Capable but not compelling, our Cupra from the ICE age has departed

- Adam Towler (@Adamtowler)

WHAT CAN WE SAY ABOUT EVO’S DEPARTING Cupra Fast Fleeter? No, that’s not a rhetorical question – I mean it: what can we actually say that we haven’t already said? I knew the day was approachin­g when I would have to write this end-of-term report, and I can’t say I’ve been particular­ly looking forward to it. The Cupra Leon Estate has been a fast and fairly practical means of transport, but I’m afraid I just didn’t gel with it in the end, and I can’t say I miss it now it’s gone.

For me, the trouble with cars like the Leon is that it feels rather obvious the game has moved on – both for manufactur­ers and for driving enthusiast­s. With the former, the obvious lack of real joy in the Leon gives a strong hint that the brand – as with the rest of the VW Group – has already turned its attention to EVS, and both financiall­y and intellectu­ally is simply going through the motions with its remaining ICE cars. We’d say much the same about the Golf Mk8, for example, although the Skoda Octavia manages to avoid much of this criticism. For drivers, meanwhile, the Leon lacks the sparkle that used to mark out fast SEATS as an interestin­g alternativ­e. Sure, they were rarely class leaders, but there was always a place for them as a cheaper, often more feisty relation to other members of the parent group, let alone the market as a whole. Yet all of us struggled to really pinpoint what the Cupra brand and this car really stood for.

That isn’t to say the Leon Estate 310 is a bad car. It can cover ground at an astonishin­g rate, in all weathers, and this must be made clear. It offers all the usual infotainme­nt trinkets buyers expect, and is never what you could call ugly to look at – although our car’s Graphene Grey paint looked dowdy in anything bar spotlessly clean condition and bright sunlight. In many ways our Leon did everything that was asked of it, and you might say, ‘Well, what’s the problem then?’ But often I felt I could have done the same journey with the same level of reward in a smaller-engined – and more practical – Octavia Estate, for example, and for a 306bhp fast estate at over £40,000 that shouldn’t be a thought that’s anywhere near the mind.

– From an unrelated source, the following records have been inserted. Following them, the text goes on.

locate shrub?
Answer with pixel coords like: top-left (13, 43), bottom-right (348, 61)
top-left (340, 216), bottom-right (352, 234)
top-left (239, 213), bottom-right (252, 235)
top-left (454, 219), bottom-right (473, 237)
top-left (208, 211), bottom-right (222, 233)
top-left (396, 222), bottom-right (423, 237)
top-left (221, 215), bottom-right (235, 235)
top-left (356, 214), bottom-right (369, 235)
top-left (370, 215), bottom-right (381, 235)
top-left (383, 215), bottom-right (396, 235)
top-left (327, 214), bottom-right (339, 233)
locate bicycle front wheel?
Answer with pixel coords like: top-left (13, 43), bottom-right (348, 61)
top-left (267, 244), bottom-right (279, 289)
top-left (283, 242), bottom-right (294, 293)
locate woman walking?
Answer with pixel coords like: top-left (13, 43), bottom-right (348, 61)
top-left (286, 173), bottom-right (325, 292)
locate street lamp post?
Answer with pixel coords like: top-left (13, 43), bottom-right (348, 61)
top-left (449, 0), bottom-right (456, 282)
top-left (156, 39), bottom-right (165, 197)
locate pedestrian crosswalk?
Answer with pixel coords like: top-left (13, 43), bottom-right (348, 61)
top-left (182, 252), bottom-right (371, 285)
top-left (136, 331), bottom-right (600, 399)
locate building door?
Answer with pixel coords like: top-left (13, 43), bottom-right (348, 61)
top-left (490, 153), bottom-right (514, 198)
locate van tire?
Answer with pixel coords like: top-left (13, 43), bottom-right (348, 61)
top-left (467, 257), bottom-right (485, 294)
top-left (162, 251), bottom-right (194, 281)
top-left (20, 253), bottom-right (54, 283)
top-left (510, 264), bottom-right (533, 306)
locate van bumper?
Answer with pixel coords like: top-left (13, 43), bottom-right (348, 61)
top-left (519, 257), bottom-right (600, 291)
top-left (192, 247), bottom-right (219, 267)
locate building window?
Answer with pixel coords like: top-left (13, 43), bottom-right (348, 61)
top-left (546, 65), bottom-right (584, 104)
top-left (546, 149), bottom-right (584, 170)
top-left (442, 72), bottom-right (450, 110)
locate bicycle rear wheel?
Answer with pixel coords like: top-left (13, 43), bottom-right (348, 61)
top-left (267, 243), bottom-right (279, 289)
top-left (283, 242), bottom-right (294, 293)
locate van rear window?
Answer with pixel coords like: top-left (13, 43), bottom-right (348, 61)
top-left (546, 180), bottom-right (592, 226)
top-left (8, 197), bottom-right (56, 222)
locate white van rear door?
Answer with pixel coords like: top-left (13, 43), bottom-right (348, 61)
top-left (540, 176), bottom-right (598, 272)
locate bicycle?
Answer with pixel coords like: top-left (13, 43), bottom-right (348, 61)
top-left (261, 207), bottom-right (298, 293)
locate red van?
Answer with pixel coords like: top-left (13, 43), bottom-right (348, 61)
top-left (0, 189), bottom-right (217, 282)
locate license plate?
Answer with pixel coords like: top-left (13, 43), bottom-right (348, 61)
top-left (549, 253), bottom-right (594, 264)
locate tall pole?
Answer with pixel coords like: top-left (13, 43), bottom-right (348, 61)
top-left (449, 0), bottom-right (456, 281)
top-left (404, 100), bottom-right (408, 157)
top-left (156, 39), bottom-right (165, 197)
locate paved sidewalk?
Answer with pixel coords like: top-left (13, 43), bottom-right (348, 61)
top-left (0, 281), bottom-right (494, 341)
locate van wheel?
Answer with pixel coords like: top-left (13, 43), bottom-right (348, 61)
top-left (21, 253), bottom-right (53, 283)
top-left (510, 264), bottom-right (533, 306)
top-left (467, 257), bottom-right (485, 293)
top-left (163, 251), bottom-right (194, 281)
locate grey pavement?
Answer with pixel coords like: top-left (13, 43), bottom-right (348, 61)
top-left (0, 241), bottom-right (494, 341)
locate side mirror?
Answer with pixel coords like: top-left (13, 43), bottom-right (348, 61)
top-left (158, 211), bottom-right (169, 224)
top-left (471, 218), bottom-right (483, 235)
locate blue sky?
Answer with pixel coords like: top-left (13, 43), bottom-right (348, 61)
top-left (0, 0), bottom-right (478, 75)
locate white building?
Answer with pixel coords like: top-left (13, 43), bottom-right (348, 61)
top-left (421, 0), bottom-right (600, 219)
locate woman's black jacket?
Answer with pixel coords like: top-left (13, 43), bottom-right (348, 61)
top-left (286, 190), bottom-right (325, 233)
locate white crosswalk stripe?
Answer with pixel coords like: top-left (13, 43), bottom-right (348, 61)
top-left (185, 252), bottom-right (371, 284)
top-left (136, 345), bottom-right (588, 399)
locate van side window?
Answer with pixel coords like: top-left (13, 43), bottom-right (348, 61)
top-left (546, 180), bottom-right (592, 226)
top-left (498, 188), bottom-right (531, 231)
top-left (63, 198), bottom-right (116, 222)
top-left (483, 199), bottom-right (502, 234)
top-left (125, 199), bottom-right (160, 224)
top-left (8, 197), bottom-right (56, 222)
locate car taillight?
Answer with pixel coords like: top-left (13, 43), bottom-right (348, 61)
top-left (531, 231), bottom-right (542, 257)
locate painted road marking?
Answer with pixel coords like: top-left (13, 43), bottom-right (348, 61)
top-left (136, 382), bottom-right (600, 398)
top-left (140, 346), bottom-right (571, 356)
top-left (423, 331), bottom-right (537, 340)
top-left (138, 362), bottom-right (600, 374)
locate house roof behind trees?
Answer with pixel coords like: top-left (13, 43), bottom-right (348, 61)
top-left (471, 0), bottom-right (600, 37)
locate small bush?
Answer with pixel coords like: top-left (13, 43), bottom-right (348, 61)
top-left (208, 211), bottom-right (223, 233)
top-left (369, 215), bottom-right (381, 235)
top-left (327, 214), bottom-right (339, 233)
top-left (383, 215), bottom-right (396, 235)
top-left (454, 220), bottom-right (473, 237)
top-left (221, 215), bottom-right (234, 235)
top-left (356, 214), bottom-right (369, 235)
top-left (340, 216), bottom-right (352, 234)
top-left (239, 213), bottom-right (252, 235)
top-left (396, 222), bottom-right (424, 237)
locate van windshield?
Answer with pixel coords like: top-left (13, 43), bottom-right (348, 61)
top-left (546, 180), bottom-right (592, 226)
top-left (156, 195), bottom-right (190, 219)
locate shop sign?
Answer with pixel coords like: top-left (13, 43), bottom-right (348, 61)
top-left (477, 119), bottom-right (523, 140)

Dislikes? Standouts were the operating system, which it shares with all the VW Group cars of this generation and gets no more satisfying to use over time. The twin-clutch ’box could be irritating if left to its own devices, but the paddles were the usual tiny items. It also lacked refinement at times, with a surprising amount of road and wind noise, perhaps exacerbate­d by the open volume of an estate and the large, panoramic glass roof. Quite a few passengers commented on this, so it wasn’t just over-sensitive road-tester ears in play.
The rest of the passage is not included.